Mitgliedsausweis Gerd Scherm, Verband Deutscher Schriftsteller

Man muss bedenken, dass »lebendige Literatur« im Kulturbetrieb Anfang der 1970er-Jahre in Fürth so gut wie keine Rolle spielte. Dieses Vakuum war unser Freiraum. Ein besonders schönes Beispiel für die Initiativen der sog. »Alternativen Szene« war der »Club der Illusionisten«, wo ich im Februar 1972 lesen durfte. Die Fürther Nachrichten schrieben:

»Ein Privatclub junger Leute öffnet sich aufs Klingeln, der den viel bejammerten Klischeevorstellungen von der heutigen Jugend seit einigen Wochen ins Gesicht schlägt. […]

Der junge Fürther Autor Gerd Scherm las im gemütlichen Budenkreis neue ungemütliche Texte. […] Irgendwie war man an literarische Hinterzimmer-Zirkel erinnert. Wenn man weiß, dass in solchen Junge-Leute-Kreisen schon allerhand neue Literatur ausgebrütet wurde, ist das für den »Illusionisten«-Zirkel kein schlechtes Zeichen.«


Lesung im Schneidersitz auf dem Tisch: Februar 1972 im »Club der Illusionisten« in Fürth. Foto Bauer.

Ein nächster für mich entscheidender Schritt fand wieder an meinem damaligen Lieblingskulturschauplatz, dem Berolzheimerianum statt, als ich mich der Theatergruppe der Studiobühne Fürth anschloss, die dort probte. Die ambitionierten Laienschauspieler hatten gerade das große Los gezogen und den Dramaturgen Rainer Lindau als Leiter und Regisseur gewonnen. Durch ihn bekam ich übrigens meine ersten bezahlten (!) literarischen Auftragsarbeiten: Texte für die Programmhefte des Schauspielhauses Nürnberg, wo er tätig war. Die Nachbarstadt feierte 1971 ihr spektakuläres Dürer-Jahr und der Kultursäckel war wohl gefüllt, da konnte und wollte man sich sogar Poesie leisten.
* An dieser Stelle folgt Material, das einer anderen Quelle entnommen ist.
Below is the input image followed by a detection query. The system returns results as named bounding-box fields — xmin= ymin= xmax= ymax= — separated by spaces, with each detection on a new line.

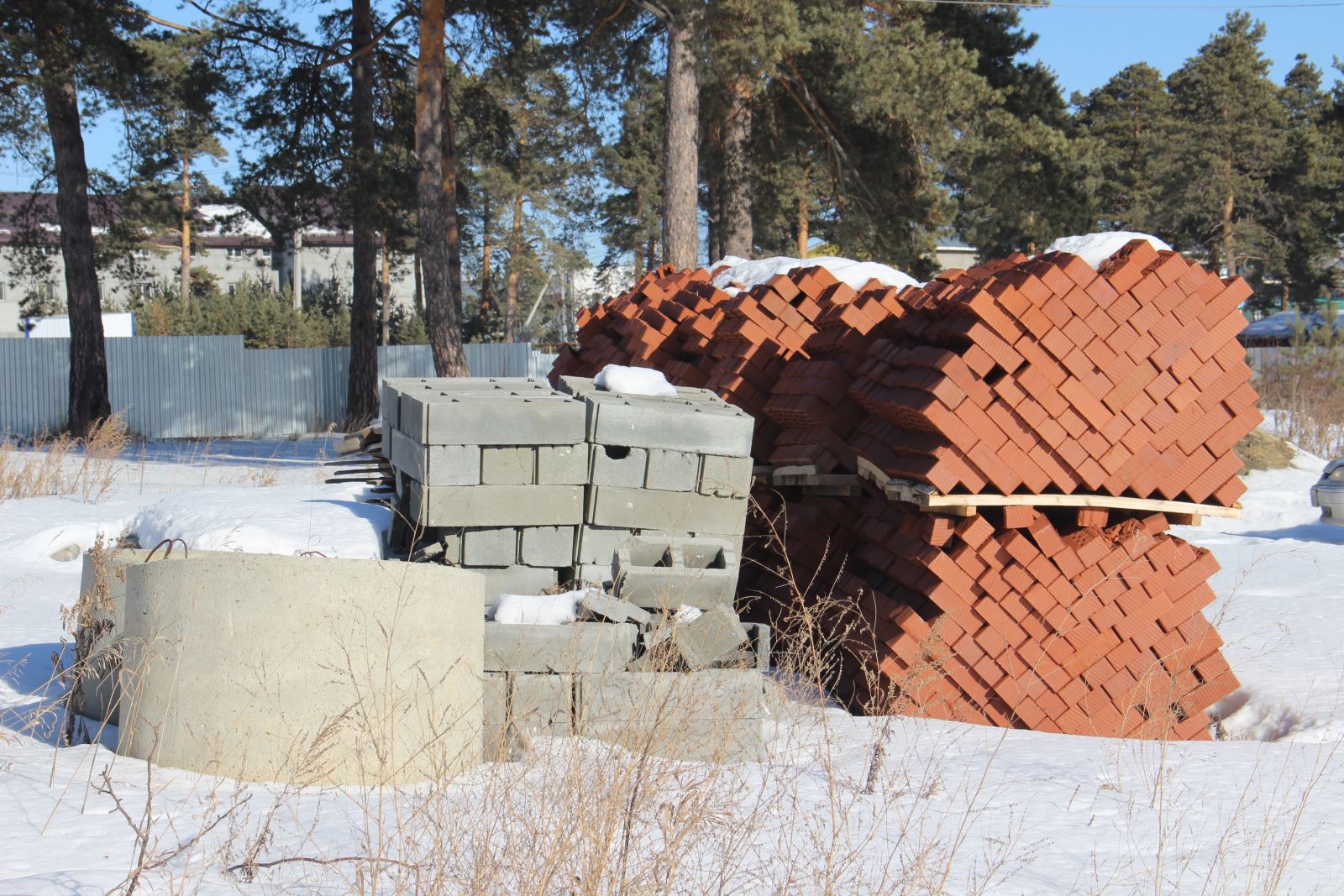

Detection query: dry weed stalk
xmin=0 ymin=414 xmax=130 ymax=504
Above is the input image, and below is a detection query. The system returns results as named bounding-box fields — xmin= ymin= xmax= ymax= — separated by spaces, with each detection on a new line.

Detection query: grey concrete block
xmin=585 ymin=486 xmax=748 ymax=536
xmin=408 ymin=482 xmax=580 ymax=527
xmin=672 ymin=603 xmax=751 ymax=670
xmin=585 ymin=394 xmax=755 ymax=455
xmin=520 ymin=525 xmax=578 ymax=567
xmin=462 ymin=565 xmax=560 ymax=607
xmin=536 ymin=442 xmax=589 ymax=485
xmin=378 ymin=380 xmax=402 ymax=437
xmin=589 ymin=445 xmax=649 ymax=489
xmin=575 ymin=525 xmax=636 ymax=563
xmin=462 ymin=527 xmax=517 ymax=567
xmin=714 ymin=622 xmax=770 ymax=672
xmin=580 ymin=591 xmax=654 ymax=629
xmin=486 ymin=622 xmax=638 ymax=673
xmin=388 ymin=430 xmax=481 ymax=485
xmin=697 ymin=454 xmax=751 ymax=498
xmin=612 ymin=536 xmax=741 ymax=609
xmin=481 ymin=446 xmax=536 ymax=485
xmin=566 ymin=563 xmax=612 ymax=591
xmin=509 ymin=673 xmax=574 ymax=737
xmin=643 ymin=448 xmax=701 ymax=491
xmin=574 ymin=669 xmax=766 ymax=763
xmin=556 ymin=376 xmax=726 ymax=405
xmin=401 ymin=388 xmax=587 ymax=445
So stehe ich nun beim Flanieren durch mein Leben vor dem nächsten Schaufenster. Eine neue Welt ist darin zu sehen, die Welt des Theaters.

Mein erster eigener Anlauf in diesem Genre ließ nicht lange auf sich warten. Gemeinsam mit Rainer Lindau entwickelte ich die Idee, aus einem weltbekannten Werk ein aufmüpfiges, satirisches Sprechstück zu machen: Wagners »Lohengrin« sollte unser »Opfer« sein. Sobald meine ersten geschriebenen Seiten vorlagen, begann der Regisseur mit den Probenarbeiten. Dadurch entstand für mich eine völlig neue Schreibsituation: Mein Schreiben zeigte eine unmittelbare Wirkung auf Menschen. Durch die Schauspieler bekamen meine Worte eine andere Dimension, eine andere Realität, was sich direkt auf den Schreibprozess auswirkte. Doch daran lag es nicht, dass das Projekt bereits nach einigen Wochen scheiterte. Die Darstellerin der Elsa war’s und ihre Zuneigung, die ich nicht erwiderte, wodurch das Stück seine weibliche Hauptfigur verlor. Es war wirklich ein Drama.

Zum Glück fand ich schnell ein anderes Thema: Ein Stück über den Kennedy-Clan. Die Entstehung des Stücks, parallel zu den Proben, war für mich ein faszinierender und inspirierender Prozess.

Die Ur- und einzige Aufführung fand im ausverkauften Berolzheimerianum, heute »Comödie Fürth« statt.


Szenenfoto aus »Der Clan«: Auftritt von Richard Nixon (Gert Hessing). Foto privat.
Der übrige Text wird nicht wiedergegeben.